# Prove the number of divisors

Can anyone help me to prove this? This is given as a fact, but I don't understand why it is true.

For an integer $n$ greater than 1, let the prime factorization of $n$ be $$n=p_1^ap_2^bp_3^cp_4^d...p_k^m$$ Where a, b, c, d, ... and m are nonegative integers, $p_1, p_2, ..., p_k$ are prime numbers. The number of divisors is $$d(n)=(a+1)(b+1)(c+1)....(m+1)$$

• HINT: $p_1$ can appear in any divisor of $n$ between $0$ and $a$ times.
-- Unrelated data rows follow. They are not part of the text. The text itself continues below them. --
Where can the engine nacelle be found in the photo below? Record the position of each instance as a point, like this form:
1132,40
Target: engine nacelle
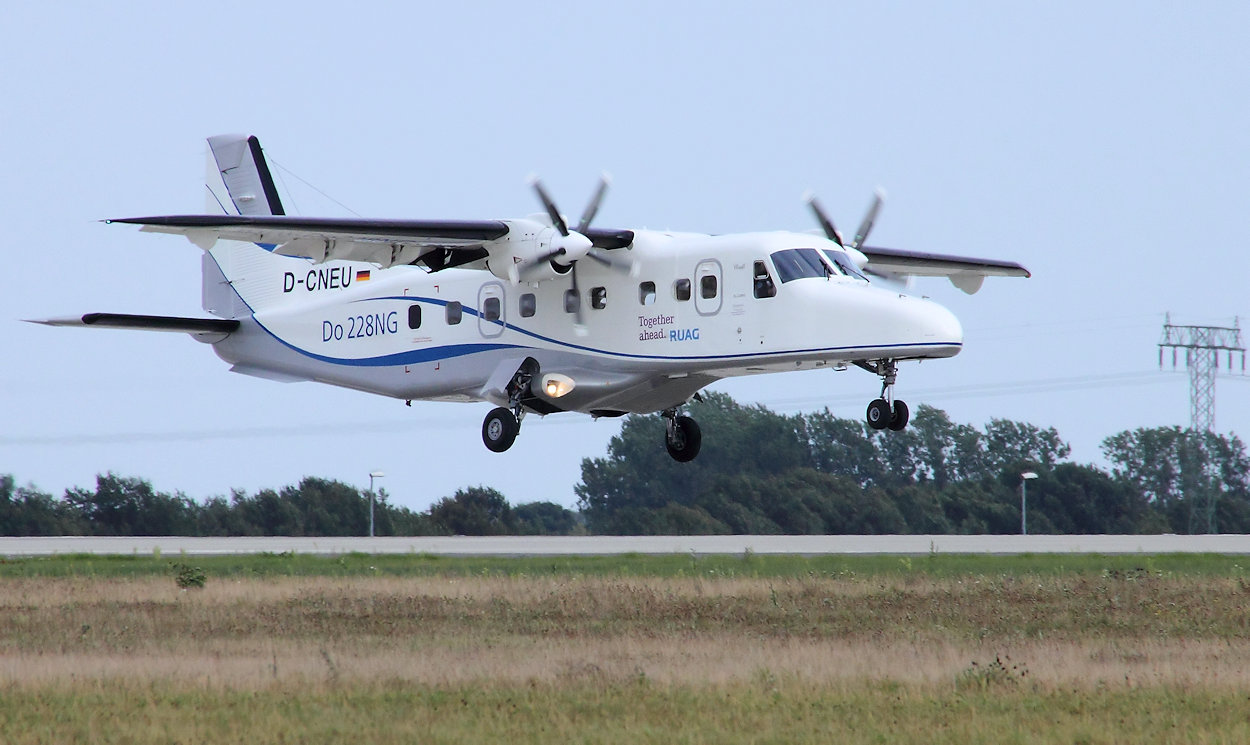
533,251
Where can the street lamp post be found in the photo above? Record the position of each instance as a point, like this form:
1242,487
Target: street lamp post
371,476
1024,500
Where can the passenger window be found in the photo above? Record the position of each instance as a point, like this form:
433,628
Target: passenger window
708,286
681,289
764,285
490,309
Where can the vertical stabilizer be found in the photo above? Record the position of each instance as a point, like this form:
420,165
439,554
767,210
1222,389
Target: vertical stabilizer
240,278
239,178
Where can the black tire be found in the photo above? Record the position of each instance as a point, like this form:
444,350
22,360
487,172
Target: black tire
499,430
900,418
685,441
879,414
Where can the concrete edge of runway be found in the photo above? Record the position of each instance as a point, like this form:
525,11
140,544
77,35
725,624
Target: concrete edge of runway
810,545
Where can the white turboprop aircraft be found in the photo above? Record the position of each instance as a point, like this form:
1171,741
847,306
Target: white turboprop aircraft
535,316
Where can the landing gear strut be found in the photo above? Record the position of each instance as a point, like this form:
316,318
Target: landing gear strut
681,436
501,425
886,411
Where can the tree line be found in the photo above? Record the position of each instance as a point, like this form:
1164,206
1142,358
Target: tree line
765,473
121,505
759,473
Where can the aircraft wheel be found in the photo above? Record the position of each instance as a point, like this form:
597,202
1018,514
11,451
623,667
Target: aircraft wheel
685,440
900,418
499,430
879,415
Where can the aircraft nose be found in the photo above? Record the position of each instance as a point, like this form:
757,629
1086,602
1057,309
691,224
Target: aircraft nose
941,324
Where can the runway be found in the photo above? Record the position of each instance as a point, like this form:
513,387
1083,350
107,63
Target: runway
809,545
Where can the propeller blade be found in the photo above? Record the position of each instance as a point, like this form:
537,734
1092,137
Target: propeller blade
825,223
866,225
549,205
593,208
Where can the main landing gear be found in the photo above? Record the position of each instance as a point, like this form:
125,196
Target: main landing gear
681,436
501,425
886,411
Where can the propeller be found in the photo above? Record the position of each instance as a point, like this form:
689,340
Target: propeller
860,233
573,245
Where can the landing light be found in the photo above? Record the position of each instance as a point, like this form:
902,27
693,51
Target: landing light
556,385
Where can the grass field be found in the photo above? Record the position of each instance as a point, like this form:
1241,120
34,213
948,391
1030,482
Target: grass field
696,649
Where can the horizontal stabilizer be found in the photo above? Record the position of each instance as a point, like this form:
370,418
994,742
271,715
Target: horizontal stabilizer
145,323
965,273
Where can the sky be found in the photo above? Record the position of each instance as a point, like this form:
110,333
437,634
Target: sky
1103,145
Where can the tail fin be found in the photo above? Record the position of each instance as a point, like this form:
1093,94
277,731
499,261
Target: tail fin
239,178
239,279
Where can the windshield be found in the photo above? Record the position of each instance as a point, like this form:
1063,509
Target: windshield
844,263
794,264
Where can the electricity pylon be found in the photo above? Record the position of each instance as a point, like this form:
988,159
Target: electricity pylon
1203,346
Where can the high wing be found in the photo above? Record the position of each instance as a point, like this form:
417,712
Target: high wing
205,329
385,243
964,273
440,244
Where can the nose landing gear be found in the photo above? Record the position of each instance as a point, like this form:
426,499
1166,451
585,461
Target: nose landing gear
681,436
886,411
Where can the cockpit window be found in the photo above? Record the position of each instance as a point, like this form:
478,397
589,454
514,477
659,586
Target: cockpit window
794,264
844,263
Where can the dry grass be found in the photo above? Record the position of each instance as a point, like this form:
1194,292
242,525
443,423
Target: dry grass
1121,658
450,631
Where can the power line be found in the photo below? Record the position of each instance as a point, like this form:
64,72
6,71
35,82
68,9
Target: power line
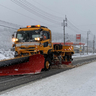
24,15
44,12
26,7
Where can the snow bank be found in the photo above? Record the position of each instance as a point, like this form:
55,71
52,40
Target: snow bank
6,54
80,81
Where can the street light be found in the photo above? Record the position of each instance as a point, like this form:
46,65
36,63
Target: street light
88,32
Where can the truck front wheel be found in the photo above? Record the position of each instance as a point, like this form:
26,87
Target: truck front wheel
46,65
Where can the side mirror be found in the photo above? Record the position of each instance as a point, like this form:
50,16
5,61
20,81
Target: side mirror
12,35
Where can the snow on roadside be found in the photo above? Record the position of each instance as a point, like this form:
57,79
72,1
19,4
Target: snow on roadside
80,81
6,54
78,55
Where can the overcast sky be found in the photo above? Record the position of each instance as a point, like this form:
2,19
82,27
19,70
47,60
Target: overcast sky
81,14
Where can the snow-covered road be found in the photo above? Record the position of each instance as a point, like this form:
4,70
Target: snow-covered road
80,81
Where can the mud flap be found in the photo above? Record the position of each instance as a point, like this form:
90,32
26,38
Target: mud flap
34,65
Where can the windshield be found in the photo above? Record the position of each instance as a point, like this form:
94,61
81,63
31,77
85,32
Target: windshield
27,36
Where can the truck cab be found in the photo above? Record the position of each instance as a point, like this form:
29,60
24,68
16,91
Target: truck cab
32,40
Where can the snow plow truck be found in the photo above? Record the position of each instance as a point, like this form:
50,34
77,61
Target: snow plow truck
35,51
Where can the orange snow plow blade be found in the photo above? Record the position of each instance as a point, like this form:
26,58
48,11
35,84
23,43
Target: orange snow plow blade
25,65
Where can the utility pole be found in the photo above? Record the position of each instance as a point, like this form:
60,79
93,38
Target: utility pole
88,32
93,44
64,25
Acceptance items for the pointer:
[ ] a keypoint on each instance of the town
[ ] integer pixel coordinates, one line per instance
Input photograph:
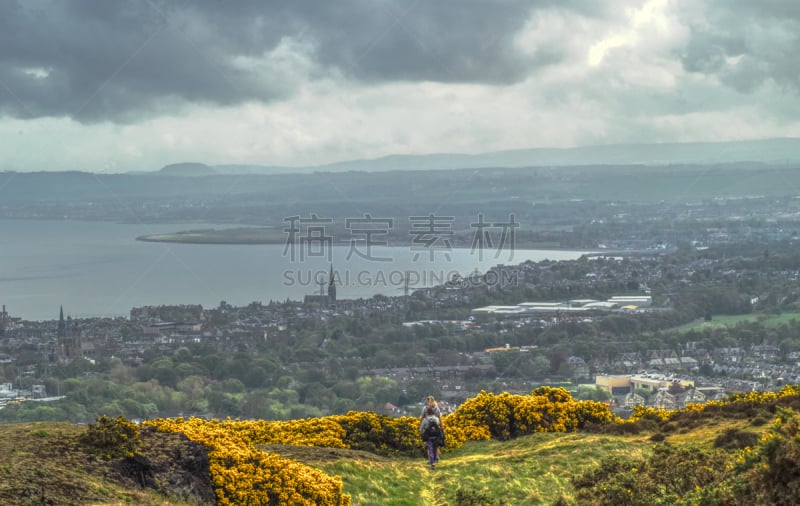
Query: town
(653, 338)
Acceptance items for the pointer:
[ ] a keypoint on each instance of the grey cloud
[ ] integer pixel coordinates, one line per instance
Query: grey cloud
(763, 36)
(96, 60)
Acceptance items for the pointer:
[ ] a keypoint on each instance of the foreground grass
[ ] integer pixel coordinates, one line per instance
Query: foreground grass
(529, 470)
(40, 464)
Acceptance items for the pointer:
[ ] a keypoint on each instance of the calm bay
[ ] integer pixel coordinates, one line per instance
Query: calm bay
(100, 269)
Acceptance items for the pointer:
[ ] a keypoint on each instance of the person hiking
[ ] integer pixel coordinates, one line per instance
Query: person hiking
(430, 428)
(430, 402)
In other words, $p_1$ has $a+1$ different ways to "affect" a divisor of $n$. Sep 5 '16 at 15:17
• You can demonstrate it using induction, first on $a$ with $k=1$ and then on $k$ Sep 5 '16 at 15:17

This is solved using combinatorics. Any divisor $$x$$ of $$n$$ will be of the form $$x=p_1^{n_1}p_2^{n_2}\cdots p_k^{n_k}$$ where $$0\le n_1\le a$$, $$0\le n_2\le b$$, and so on.
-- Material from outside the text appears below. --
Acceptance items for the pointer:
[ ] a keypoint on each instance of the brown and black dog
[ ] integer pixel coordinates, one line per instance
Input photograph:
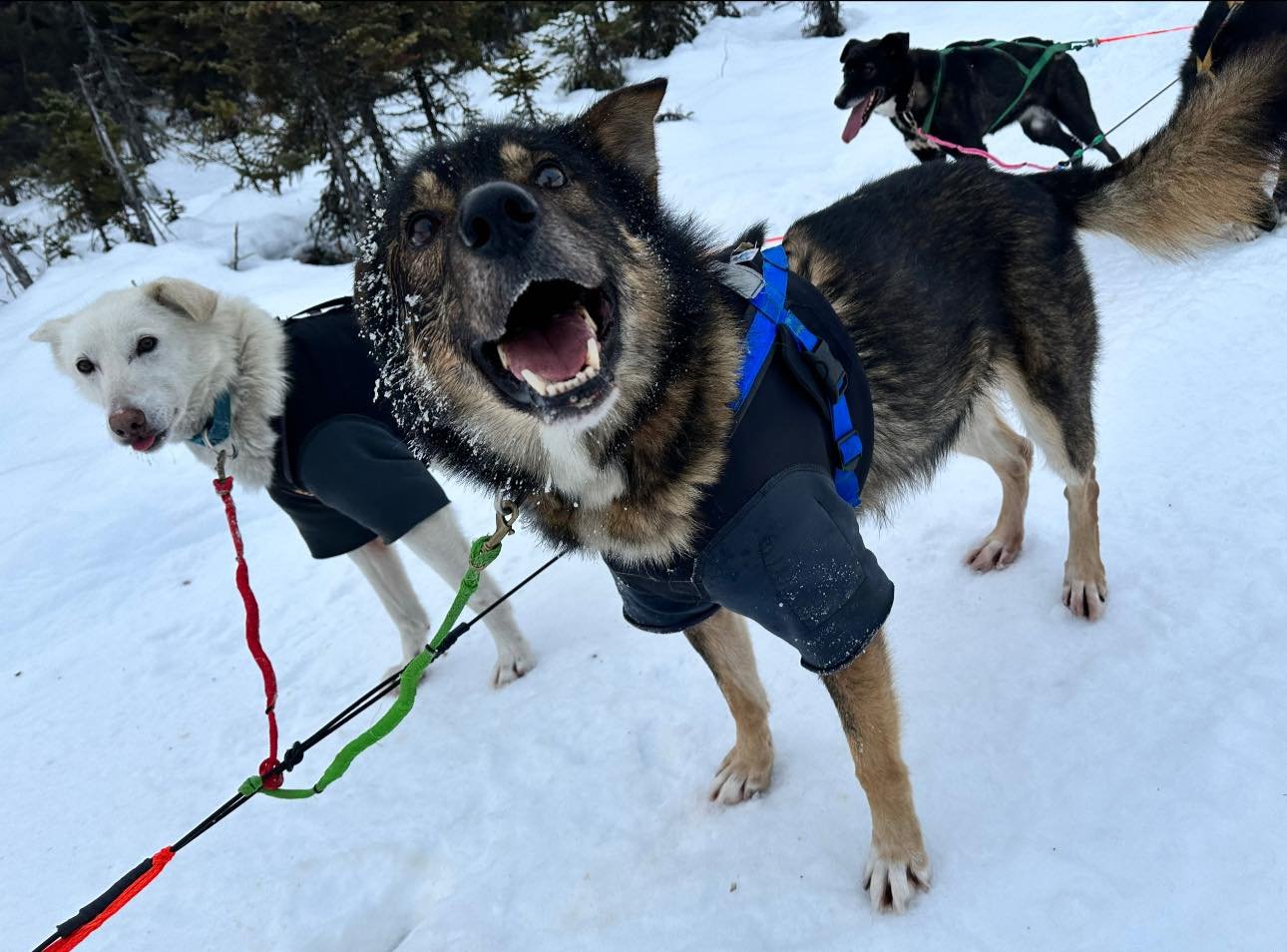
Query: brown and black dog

The $$k$$-tuple $$(n_1,n_2,\cdots,n_k)$$ uniquely specifies a divisor. Thus, the number of divisors will be the number of ways of choosing $$n_1,n_2,\cdots,n_k$$ given the constraints.
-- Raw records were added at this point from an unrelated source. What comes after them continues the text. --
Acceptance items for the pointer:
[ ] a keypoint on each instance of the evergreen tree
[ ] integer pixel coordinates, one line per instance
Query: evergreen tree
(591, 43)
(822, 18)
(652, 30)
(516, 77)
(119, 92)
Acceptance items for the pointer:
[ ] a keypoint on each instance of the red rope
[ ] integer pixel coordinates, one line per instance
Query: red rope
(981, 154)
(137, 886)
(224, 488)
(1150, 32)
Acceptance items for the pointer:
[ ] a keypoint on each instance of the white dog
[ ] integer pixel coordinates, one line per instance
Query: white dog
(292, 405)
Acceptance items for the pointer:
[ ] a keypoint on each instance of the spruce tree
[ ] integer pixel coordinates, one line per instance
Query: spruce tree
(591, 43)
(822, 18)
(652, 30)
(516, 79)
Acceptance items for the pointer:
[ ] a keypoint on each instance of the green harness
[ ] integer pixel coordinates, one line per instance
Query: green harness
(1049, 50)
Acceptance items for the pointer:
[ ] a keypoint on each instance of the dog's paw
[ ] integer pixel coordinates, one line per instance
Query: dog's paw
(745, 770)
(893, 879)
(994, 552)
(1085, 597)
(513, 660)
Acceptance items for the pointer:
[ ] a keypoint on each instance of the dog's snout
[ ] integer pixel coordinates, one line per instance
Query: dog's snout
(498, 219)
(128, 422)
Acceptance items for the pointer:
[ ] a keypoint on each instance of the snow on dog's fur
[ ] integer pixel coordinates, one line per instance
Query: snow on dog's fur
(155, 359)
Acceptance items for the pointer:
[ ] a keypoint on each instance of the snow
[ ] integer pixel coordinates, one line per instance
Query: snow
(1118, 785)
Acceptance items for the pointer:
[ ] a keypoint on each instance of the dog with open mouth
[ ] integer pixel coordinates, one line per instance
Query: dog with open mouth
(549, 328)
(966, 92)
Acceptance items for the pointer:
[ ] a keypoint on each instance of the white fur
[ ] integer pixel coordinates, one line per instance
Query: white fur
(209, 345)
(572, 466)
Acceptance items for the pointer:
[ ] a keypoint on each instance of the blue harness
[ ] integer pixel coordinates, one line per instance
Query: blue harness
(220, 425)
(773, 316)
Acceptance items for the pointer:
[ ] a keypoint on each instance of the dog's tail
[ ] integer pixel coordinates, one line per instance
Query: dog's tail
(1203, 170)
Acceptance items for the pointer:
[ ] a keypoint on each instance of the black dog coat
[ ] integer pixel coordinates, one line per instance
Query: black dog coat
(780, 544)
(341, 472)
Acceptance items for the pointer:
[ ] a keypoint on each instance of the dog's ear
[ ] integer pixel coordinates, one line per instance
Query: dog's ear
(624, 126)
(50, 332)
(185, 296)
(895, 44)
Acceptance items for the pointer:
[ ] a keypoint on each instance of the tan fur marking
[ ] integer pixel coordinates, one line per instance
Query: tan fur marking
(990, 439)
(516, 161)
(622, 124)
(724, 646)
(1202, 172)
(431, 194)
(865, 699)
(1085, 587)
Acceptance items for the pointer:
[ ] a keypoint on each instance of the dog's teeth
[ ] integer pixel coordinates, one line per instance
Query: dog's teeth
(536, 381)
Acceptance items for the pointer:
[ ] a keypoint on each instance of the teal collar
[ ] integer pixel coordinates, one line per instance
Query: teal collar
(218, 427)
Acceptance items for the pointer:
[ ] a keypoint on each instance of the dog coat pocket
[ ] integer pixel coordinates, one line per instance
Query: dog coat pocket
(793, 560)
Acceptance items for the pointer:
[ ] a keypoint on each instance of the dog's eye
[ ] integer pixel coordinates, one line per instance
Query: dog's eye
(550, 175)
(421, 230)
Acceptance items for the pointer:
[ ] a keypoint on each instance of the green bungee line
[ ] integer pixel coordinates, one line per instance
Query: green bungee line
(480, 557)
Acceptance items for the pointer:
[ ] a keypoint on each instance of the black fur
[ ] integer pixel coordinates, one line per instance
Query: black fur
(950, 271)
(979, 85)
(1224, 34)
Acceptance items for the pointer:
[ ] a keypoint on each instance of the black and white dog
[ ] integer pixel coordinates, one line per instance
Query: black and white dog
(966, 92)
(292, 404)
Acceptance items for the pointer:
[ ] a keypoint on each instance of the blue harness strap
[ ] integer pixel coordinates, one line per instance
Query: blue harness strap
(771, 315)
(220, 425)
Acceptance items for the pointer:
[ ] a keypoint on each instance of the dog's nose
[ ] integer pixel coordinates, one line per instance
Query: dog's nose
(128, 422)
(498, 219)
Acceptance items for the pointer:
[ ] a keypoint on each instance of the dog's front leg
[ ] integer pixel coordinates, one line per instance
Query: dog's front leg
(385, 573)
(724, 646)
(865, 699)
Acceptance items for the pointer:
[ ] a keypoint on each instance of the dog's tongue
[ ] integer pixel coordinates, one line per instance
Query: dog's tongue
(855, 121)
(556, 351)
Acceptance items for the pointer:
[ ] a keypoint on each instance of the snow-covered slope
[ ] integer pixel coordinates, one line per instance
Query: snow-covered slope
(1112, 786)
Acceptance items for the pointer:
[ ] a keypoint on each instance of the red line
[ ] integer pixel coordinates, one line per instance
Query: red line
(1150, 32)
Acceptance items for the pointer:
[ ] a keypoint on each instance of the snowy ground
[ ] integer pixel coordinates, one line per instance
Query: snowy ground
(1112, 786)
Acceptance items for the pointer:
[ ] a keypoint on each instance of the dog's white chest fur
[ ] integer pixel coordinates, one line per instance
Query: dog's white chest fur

The value of $$n_i$$ in $$x$$ is independent of the value of $$n_j$$ for all $$i\ne j$$. So, the number of ways of choosing $$x$$ will be the product of the number of ways of choosing $$n_i$$ for all $$1\le i\le k$$.

$$\text{Number of ways}=\Pi_i \text{ (Number of ways of choosing }n_i)$$

Now, $$n_1$$ can take any value from $$0$$ to $$a$$, $$n_2$$ from $$0$$ to $$b$$, and so on. That is, $$n_1$$ has $$(a+1)$$ choices, $$n_2$$ has $$(b+1)$$ choices, and so on.

Thus, $$\text{Number of ways}=(a+1)\times(b+1)\times\cdots\times(m+1)$$

Consider that all possible divisors of $n$ can be created by choosing from $p_1,p_2, \ldots, p_k$ in appropriate numbers.

So, for creating a particular divisor, we can choose $1$ $p_1$ or $2$ $p_1$'s or $3$ $p_1$'s and so on till a choice of all $a$ $p_1$'s. Then again we have the choice of not choosing any $p_1$ at all. So this amounts to $a+1$ choices.

Similarly for $p_2$, we have $b+1$ choices and in this way we can finally conclude that, for any $p_r$, $r=1,2,3 \ldots k$, we have $t'+1$ choices where $p_r$ is raised to the power $t'$ in the prime factorisation of $n$.

Finally since all $p_i$'s are distinct, we need to multiply the choices to get $d(n)$.

So total number of divisors possible $=d(n)=(a+1)(b+1)\ldots (m+1)$